Wer mit Lautsprecherboxen am Rheinbord Musik hört, riskiert eine Busse von 100 Franken. Denn dies ist gemäss Paragraf 32 des Übertretungsstrafgesetzes seit diesem Sommer verboten. Ein Gesetz, das für viele unbekannt und unverständlich ist, da die tragbaren Lautsprecheranlagen bei vielen Jugendlichen zum Grundinventar eines gemütlichen Abends gehören.

Dies finden auch die Basler Jungfreisinnigen (JFBS). Sie empfinden das Gesetz als «sinnlos und freiheitseinschränkend», wie sie in einer Mitteilung schreiben. Aus diesem Grund hat die Jungpartei einen Fonds ins Leben gerufen, der über Crowdfunding finanziert werden soll. Das gesammelte Geld soll die Bussen decken, die an Böxli-Benutzer verteilt werden (bz von gestern). Die JFBS möchten damit ein «Zeichen gegen die Verbots- und Regulierungsflut des Kantons» setzen, wie Präsident David Pavlu gegenüber der bz mitteilt. Das Crowdfunding soll Leuten eine Möglichkeit geben, dieses Statement zu unterstützen. Tatsächlich hat der Fonds, der seit Donnerstag freigeschaltet ist, bereits erste Spenden in Höhe von 120 Franken erhalten.

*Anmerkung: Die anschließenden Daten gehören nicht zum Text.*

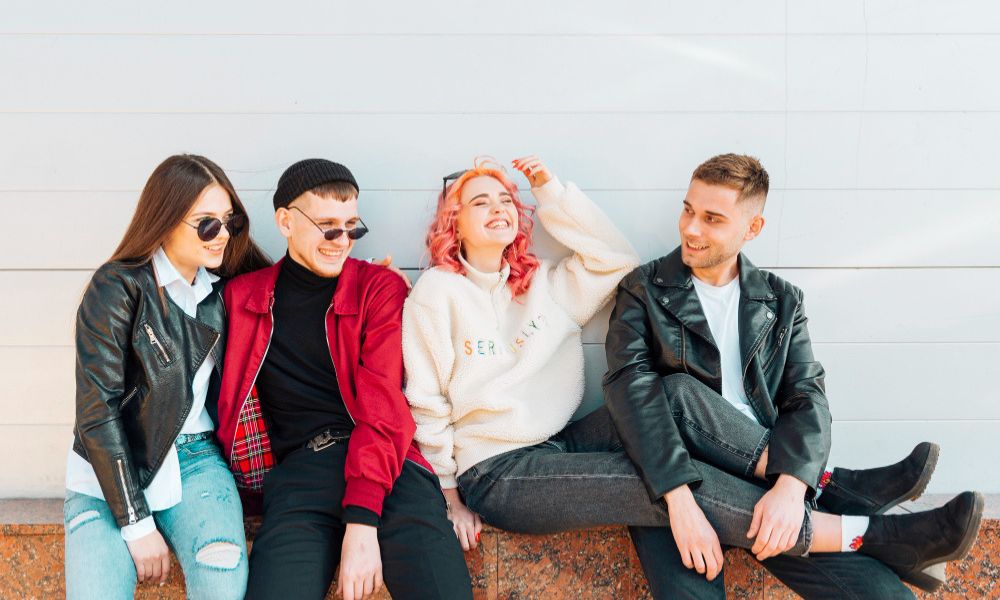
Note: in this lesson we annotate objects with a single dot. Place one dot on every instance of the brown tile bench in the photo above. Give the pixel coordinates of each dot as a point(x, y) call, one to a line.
point(590, 564)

Kritik der Jungsozialisten

Unverständlich ist die Aktion für die Juso Basel-Stadt. In einer Mitteilung bezeichnen die Juso das Vorgehen als «lächerlich und inkonsequent». Co-Präsidentin Mirjam Kohler wirft den JFBS vor, das Verbot nicht zu bekämpfen, sondern es «durch andere finanzieren zu lassen». Anders sieht das Pavlu: «Wir unternehmen auch politische Schritte, um das Verbot anzufechten.» Die Jungpartei befindet sich momentan in Absprache mit der Grossfraktion der FDP «um mit parlamentarischen Mitteln vorgehen zu können». Das Crowdfunding soll einen ersten Schritt und eine Möglichkeit für Gegner des Gesetzes darstellen, dies kundzutun. Die Juso hingegen sehen das Projekt «als traurigen Versuch, Aufmerksamkeit zu erlangen», wie Co-Präsidentin Jessica Brandenburger mitteilt. Öffentlich will die JFBS nicht auf den Vorwurf der Juso reagieren, wie Pavlu sagt: «Was die Juso dazu meinen, ist uns so lang wie breit». Stattdessen verfolgen die JFBS weiter ihre Wahlkampfparole «Du entscheidest», die sich gegen die «zunehmende Regulierungsflut und Verbotskultur» ausspricht.

Unverhältnismässiges Verbot

Einig sind sich die Jungparteien in einem Aspekt: Das Verbot sei übertrieben. Es berücksichtige weder Tageszeit noch Lautstärke, sondern verbietet den Lautsprechergebrauch generell. Jedoch bietet die Polizei Anträge für Lautsprecherbewilligungen an. Wird ein Antrag angenommen, beträgt die Gebühr für eine Bewilligung 30 Franken pro Tag. Auf Anfrage der JFBS habe sich jedoch gezeigt, dass die Bewilligung nicht von Privatpersonen, sondern nur von Grossveranstaltern eingeholt werden kann. Dies empfinden sowohl Pavlu, als auch Kohler als «nicht verhältnismässig». Die Juso habe jedoch noch keinen konkreten Ansatz, wie sie das Verbot bekämpfen will.